La muerte de Fernando Peña el miércoles pasado despertó una tristeza tan peculiar como él: cientos de miles de personas que eran sus oyentes desde hace más de una década, y con los que había entablado esa intimidad única que da la radio, de pronto sintieron no que habían perdido a una persona querida con la que compartían sus mañanas, sino a siete, ocho, una docena. Milagritos López, Sabino, Palito, Reboira Lynch... Tal era el talento con que Peña les había dado voz y vida. Por eso, por encima de sus declaraciones polémicas, de las provocaciones, del show tanático y de la exposición de la enfermedad, Radar despide a todos esos personajes irrecuperables que revolucionaron la radio y que se fueron junto a él.

 Por Natali Schejtman

Fernando Peña tenía una entrega total al espectáculo. En una especie de lucha contra la intimidad, llevó a la radio el drama y la interpretación actoral e hizo también de su relación con la enfermedad un objeto mostrable, con más y menos maquillaje (desde Esquizopeña, una de sus obras de teatro más vistas hasta el documental que estaba grabando en sus últimos días sobre su lucha contra el cáncer).

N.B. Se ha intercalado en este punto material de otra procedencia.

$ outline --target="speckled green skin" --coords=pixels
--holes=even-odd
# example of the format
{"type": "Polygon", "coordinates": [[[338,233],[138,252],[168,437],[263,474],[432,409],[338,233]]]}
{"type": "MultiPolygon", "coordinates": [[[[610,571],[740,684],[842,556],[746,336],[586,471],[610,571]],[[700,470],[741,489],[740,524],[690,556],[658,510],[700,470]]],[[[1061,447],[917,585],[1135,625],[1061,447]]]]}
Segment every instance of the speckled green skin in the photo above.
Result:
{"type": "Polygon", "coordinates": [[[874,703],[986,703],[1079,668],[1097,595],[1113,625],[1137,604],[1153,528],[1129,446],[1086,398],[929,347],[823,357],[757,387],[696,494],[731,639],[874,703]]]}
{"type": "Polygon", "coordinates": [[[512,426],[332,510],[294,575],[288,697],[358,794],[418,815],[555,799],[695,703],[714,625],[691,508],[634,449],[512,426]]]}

La historia de la irrupción de Fernando Peña es conocida y no por eso menos colorida. El continuaba con su servicio como comisario de a bordo, pero ya estaba cansado, y entonces aprovechaba esos micros comunicativos que surgen en cualquier viaje para desplegar su sinfonía de personajes. El más conocido fue Milagros López, pero también desfilaron por allí Susan Müller, una alemana sexy y comehombres; un cubano estridente o un argentino que luego se convertiría en el célebre Rafael Orestes Porelorti. Sin embargo, fue la cubana la que conquistó el corazón del pasajero Lalo Mir, quien pidió desesperadamente conocerla en varias oportunidades hasta que se encontró cara a cara con el hombre detrás de la dulzura caribeña (ver recuadro).

Fernando Peña aterrizó en la radio, el hábitat en donde logró expandir y conectar a sus criaturas entre sí y con el mundo. Pronto llegaría al teatro y escribiría un libro sobre su experiencia como comisario de a bordo (Gracias por volar conmigo), además de generar uno sobre él (Las siete vidas de Fernando Peña, de Mariana Mactas). Durante sus inicios, estuvo con Lalo Mir y con la Negra Vernaci, sus padrinos en el medio. Lalo dimensiona así su ingreso al mundo radial: “Lo dio vuelta, la rompió en mil pedazos, hizo lo que no era políticamente correcto. Y también irrumpió con su temeridad... Era una persona multiplicada en personajes, todos ellos caminando por un filo sobre un barranco mil metros abajo”. Primero fueron grabaciones en cassette y después empezó a ir en vivo: “Empezó a meter la otra ficha. Apareció de repente Celestino, el marido de Milagritos. O el oficial Brown. Y empezó a explotar, a quebrar el espejo en mil pedazos. ¡Y no me avisaba!”.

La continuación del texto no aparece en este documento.